Ortadoğu'nun yüzyıl önce çizilen sınırları yeniden belirleniyor.
Ama emperyalistler bu kez işi tereyağından kıl çeker gibi
halledemiyor. Zira karşılarında yenilmiş, ittifak kabiliyetini
kaybetmiş, güçsüz bir Türkiye yok.
İç savaş senaryoları, terör, ekonomik sabotaj ve darbe girişimi
dahil denedikleri her alternatif ellerinde patladı.

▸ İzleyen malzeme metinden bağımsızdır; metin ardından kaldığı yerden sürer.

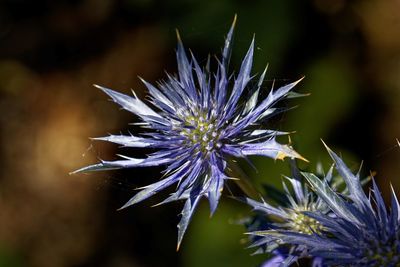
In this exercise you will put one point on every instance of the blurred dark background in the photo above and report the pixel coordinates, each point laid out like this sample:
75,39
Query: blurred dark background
51,52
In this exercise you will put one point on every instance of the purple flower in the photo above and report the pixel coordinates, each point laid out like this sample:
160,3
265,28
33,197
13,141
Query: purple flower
288,216
363,231
199,123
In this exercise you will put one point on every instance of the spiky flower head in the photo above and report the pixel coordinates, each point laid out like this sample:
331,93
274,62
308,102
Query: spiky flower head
199,123
288,215
362,232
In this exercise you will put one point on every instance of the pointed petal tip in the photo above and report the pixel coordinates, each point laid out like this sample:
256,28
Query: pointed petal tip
102,88
234,21
178,36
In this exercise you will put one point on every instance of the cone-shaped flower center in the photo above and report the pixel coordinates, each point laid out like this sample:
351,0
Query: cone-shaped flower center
201,132
304,224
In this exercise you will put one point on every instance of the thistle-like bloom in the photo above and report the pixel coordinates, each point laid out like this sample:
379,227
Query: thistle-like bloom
362,232
200,122
288,216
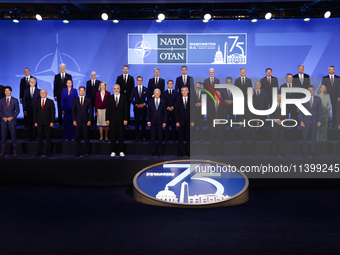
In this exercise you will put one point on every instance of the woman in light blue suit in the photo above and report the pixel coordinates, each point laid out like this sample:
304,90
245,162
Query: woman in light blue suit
67,97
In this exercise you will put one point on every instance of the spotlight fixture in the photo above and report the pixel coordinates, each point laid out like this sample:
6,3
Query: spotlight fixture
305,13
65,16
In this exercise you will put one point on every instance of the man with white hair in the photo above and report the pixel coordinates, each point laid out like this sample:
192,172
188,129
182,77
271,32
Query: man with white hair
211,80
60,84
92,87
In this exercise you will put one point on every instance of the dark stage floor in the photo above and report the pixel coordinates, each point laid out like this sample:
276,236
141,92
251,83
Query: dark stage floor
108,221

Ama vazgeçmeyecekler. Çünkü bulunduğumuz coğrafyada savunma
sanayisini yerlileştiren, alternatif ittifaklara soyunan,
demokratik, laik ve bağımsız Türkiye küresel muktedirler için bir
baş belası.
Eskiden olduğu gibi askeri üslerini kafalarına göre kullanamıyorlar
örneğin. Artık Ankara'yı da ikna etmek hatta karşılığını da
misliyle vermek zorundalar. Karşılarında tak deyince şak diye
yapacak bir yönetim yok.
Türkiye, binlerce kilometre öteden gelenlerin işgal ettiği komşu
toprakları artık seyretmekle yetinmiyor. 2 aydır süren Fırat
Kalkanı operasyonunda olduğu gibi, o da ulusal güvenliğini korumak
için sınır ötesi harekât yapabiliyor.
Dış politikada olduğu gibi iç politikada da bağımsızlaşan bir
Türkiye var. Enerji politikalarını, ekonomik anlaşmaları yabancı
devletlerin değil kendi çıkarlarına uygun olarak şekillendiriyor.
Dev altyapı projelerine soyunuyor.
Yani bu haliyle de emperyalistlere vakit ve para kaybettiriyor.
Peki daha ne yapabilirler, ne kadar ileriye gidebilirler? Herkesin
kafasındaki şekliyle sorarsak, Türkiye'yi işgal etmeye kalkacak
kadar gözleri döner mi?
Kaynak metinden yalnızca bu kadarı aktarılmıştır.